On a rocky ledge, not far from the temple of Karabor, an orc and draenei were laying flat against the ground. The draenei’s eyes were closed and his palms were flat against the rocky soil. The orc was looking toward the temple with a spyglass.
“You know, Wave, if they spot me I’m as good as dead,” the orc said.
“They won’t spot us, Kar,” the draenei replied. “We’ve got this.”
“I’m just saying, if they see us, after what the Iron Horde did here?”
“We won that battle,” Wave said, reminding the orc. “And you aren’t part of the Iron Horde.”
“Sure thing,” Kar said. “We’ll see how forgiving they are.”
“We won’t get caught,” Wave repeated. “Now, how many guards are blocking her path?”
“Not many. Two at the main entrance, a half dozen between her and the target.”
Wave smiled. “Excellent. How is she doing?”
Kar took a moment to move the spyglass until he locked onto his target.
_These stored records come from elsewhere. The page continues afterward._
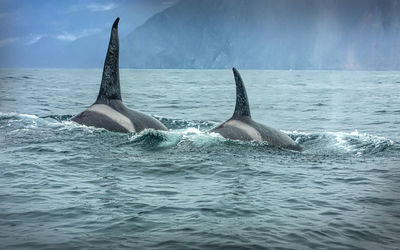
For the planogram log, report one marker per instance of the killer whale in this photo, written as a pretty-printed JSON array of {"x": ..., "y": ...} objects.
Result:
[
  {"x": 108, "y": 111},
  {"x": 242, "y": 127}
]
A draenei paladin named Iliera was casually strolling toward the temple on her steed. This was, of course, all part of the plan that she had put together with Wave and Kar earlier.
All part of a very elaborate plan that was going to get them all into a lot of trouble if anything went wrong. Kar Gravesteel had been fighting alongside Wave’s side for years now, ever since they had met in the dungeon of that Iron Horde encampment.
They had fought to keep Draenor safe, and more importantly, they were a beacon of hope to both the orcs and draenei that peaceful relations could continue now that the Legion was pushed back.
Not many agreed, and the Lightforged had their own way of viewing things, which made them heretics if they were brutally honest. Kar was likely the only orc anywhere near Shadowmoon Valley and he knew he’d pay a terrible price if he was captured here.
He just hoped Wave was aware of that danger as well.
“Okay,” Wave said. “It’s almost time. As soon as Iliera’s in the temple, we move.”
Down near the docks of Karabor, a single shadowy figure slipped silently through the night air. She held her bow tightly and carried only a small quiver with two arrows. She had a single job to do and she was ready.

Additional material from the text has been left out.